For fifteen years US support for Afghanistan has heavily emphasized military action and this has been clearly ineffective as vividly underscored by the recent Taliban massacre in Mazar-i-Sharif. Yet it seems we have learned nothing and now we are apparently considering sending an additional 5,000 troops to Afghanistan. Such an action would doubtless generate significant objection from an American populace strongly disenchanted with surges which have no clear concept of just what would actually be accomplished. Clearly, we need to do something different.
The core requirement is not to defeat the Taliban militarily, but conceptually; to focus not on beating the opponent down but on building the country up, inviting the opponents to join in a mutually profitable effort. As in any insurgency, the focus has to be to win not battles, but rather hearts and minds. Ultimately, what is important is not that Afghans think well of us, but of themselves and work to build a stable, inclusive and tolerant society. We need to show Afghans, and the world, an alternative, a different route that could get Afghans excited about their own future and working to make it happen.
America is actually good at doing this, when it focuses on it, as demonstrated in post-war Germany and Japan, and then in South Korea; another war-torn, illiterate country with minimal resources was turned into an economic powerhouse. Afghanistan could do the same, particularly since it has a wide range of natural resources and a long history of quality agricultural production valued throughout the region.
Obviously, the whole country cannot be changed at once. But specific regions could. Balkh province represents one such opportunity. Before the massacre it had been reasonably quiet and has strong local leadership and a multi-ethnic population. It also has good commercial potential with its agricultural base famous for cashmere, wool, wheat, vegetables and cotton; some dormant light industry, and a rail connection into adjacent Uzbekistan that could support a strong trade effort.
The recent massacre could be a turning point, an incident that vividly drives home to local Afghans the need to stand up and move forward, to choose between waiting to be caught in a deluge or standing up and working together for a new life. What is most needed is for leaders to light a way forward. If they are to orchestrate a burst of economic activity, they need to form their orchestra, a collection of complimentary government, commercial and civic organizations. There has to be some central coordination group, working not to promote a few specific projects, but a whole cluster of mutually supportive efforts.
Such a group, a Balkh Development Council, would include representatives of the provincial and national governments, as well as leaders of local business organizations and civic groups dedicated to education, health, and individual development. The local Community Development Council of the national Citizens’ Charter would have to be a central element in this effort. And against a background of widespread corruption in Afghanistan, it is critical that the activities of any council would be open and transparent, allowing both participants and local citizens to track the progress of any specific projects. Tied with Balkh’s long history of cultural and commercial achievements, a council could also promote a positive Islamic view based on local customs and traditions. Afghan Islamic scholars now regularly stress that Islam teaches patience, peace and tolerance and in turn call on insurgents to denounce violence and stop the ongoing bloodshed. Such ideas can form an essential framework for a positive view of the future. A council can identify specific business and cultural opportunities and systematically advertise investment opportunities. While it can be difficult to make a good case for an individual investment project, having a variety of interactive projects can make for much more attractive offerings.
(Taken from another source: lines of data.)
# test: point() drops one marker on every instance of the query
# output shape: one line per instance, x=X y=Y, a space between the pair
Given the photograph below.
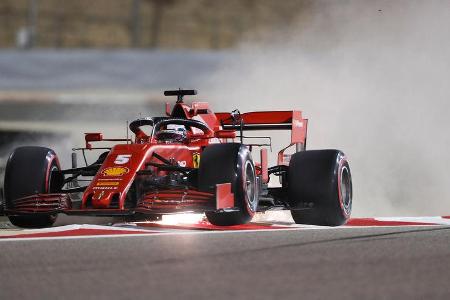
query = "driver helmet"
x=172 y=134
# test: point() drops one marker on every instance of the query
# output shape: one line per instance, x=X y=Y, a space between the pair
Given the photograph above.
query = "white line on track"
x=199 y=232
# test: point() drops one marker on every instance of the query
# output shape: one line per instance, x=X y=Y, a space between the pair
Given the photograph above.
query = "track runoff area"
x=197 y=224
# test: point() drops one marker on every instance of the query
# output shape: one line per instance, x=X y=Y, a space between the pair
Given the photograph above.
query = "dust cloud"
x=373 y=78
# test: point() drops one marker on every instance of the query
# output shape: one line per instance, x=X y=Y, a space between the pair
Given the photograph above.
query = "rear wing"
x=270 y=120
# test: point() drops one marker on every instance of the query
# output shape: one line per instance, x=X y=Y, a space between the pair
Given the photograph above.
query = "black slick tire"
x=31 y=170
x=321 y=179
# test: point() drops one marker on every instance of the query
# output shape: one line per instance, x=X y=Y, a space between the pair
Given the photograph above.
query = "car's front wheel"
x=29 y=171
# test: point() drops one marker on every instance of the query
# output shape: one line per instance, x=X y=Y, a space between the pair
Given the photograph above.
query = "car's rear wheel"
x=320 y=178
x=31 y=170
x=230 y=163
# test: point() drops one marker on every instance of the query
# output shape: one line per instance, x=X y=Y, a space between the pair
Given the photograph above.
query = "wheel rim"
x=345 y=190
x=249 y=185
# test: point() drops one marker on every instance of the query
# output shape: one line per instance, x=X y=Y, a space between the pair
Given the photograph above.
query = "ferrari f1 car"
x=191 y=160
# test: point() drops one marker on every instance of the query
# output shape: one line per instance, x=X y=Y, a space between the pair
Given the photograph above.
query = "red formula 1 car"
x=192 y=160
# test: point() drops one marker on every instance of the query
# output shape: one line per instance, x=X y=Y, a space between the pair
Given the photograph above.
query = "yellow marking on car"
x=115 y=171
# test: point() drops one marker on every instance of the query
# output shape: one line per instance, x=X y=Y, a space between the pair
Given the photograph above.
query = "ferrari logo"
x=196 y=160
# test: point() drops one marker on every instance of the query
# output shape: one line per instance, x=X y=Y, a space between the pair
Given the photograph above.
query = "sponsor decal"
x=122 y=159
x=99 y=196
x=298 y=123
x=115 y=171
x=196 y=160
x=107 y=183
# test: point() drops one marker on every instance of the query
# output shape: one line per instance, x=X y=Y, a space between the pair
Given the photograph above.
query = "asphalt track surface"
x=337 y=263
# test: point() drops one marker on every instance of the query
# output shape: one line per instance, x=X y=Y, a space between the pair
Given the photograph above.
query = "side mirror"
x=92 y=137
x=225 y=134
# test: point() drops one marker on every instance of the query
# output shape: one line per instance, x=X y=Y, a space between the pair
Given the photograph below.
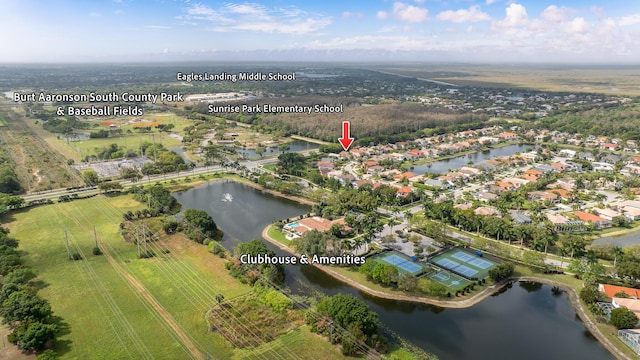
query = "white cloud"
x=516 y=15
x=629 y=20
x=555 y=14
x=253 y=17
x=199 y=9
x=473 y=14
x=348 y=14
x=576 y=26
x=405 y=12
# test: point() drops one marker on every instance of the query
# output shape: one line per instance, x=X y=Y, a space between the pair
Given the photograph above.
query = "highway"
x=56 y=193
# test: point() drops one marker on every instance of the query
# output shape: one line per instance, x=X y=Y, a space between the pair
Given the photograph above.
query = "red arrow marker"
x=346 y=140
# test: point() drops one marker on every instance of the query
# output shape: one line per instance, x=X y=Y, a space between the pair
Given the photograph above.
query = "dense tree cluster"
x=27 y=314
x=158 y=199
x=250 y=273
x=292 y=164
x=348 y=321
x=200 y=227
x=623 y=318
x=501 y=271
x=9 y=183
x=164 y=161
x=501 y=228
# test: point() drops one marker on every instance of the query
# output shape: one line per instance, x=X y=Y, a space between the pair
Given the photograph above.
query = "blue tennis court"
x=462 y=256
x=450 y=280
x=457 y=267
x=402 y=263
x=464 y=263
x=481 y=263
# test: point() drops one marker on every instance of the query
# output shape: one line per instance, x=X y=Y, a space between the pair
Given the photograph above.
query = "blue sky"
x=428 y=30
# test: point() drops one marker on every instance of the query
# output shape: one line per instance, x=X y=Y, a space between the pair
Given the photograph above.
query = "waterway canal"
x=525 y=321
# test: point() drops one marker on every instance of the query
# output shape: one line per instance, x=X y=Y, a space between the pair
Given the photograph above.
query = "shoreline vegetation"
x=466 y=303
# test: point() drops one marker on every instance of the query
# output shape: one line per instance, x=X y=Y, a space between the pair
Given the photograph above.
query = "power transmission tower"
x=137 y=241
x=66 y=237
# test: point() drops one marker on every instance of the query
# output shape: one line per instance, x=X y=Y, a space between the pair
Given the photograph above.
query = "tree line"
x=29 y=316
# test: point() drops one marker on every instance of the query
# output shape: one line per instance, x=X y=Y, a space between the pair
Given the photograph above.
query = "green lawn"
x=277 y=235
x=103 y=316
x=128 y=141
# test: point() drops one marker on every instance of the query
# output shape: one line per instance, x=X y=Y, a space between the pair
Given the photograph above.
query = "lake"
x=525 y=321
x=443 y=166
x=294 y=146
x=626 y=240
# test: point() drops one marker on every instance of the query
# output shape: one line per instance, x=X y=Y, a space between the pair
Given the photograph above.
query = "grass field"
x=611 y=80
x=38 y=165
x=278 y=235
x=128 y=141
x=92 y=294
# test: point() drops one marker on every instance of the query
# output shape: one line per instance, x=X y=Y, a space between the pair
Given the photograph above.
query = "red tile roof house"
x=598 y=221
x=404 y=191
x=407 y=175
x=415 y=154
x=612 y=290
x=316 y=223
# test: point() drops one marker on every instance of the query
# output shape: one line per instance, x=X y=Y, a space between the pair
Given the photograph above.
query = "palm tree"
x=617 y=251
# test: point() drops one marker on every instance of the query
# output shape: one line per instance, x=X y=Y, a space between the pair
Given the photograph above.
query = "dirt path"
x=164 y=314
x=146 y=295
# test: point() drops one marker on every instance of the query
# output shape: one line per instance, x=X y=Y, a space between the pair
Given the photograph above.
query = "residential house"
x=598 y=221
x=607 y=213
x=404 y=191
x=612 y=290
x=542 y=196
x=485 y=211
x=520 y=218
x=611 y=159
x=630 y=170
x=486 y=196
x=601 y=167
x=407 y=175
x=631 y=337
x=586 y=155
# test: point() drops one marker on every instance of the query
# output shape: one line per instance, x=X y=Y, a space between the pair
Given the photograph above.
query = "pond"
x=525 y=321
x=626 y=240
x=294 y=146
x=443 y=166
Collectively such efforts can provide the most important factor: a reason for Afghans to fight for their own future, both literally and figuratively.
Of course such an effort does not have to begin in Balkh, but it has to begin somewhere. Other centers could also be attractive, including Herat, Bamiyan, Kabul New City, Kandahar and Jalalabad. And while actions in one of them could spark a new national outlook, it also does not have to originate in only one location; several locations could compete to be the brightest spark showing a road to a new Afghanistan, exchanging information and experiences. The essential element is that the effort not focus on a few specific projects, but on a whole cluster of interactive and mutually supportive projects, a cluster that can bring the entire community working together toward a new future and setting an example for the entire nation.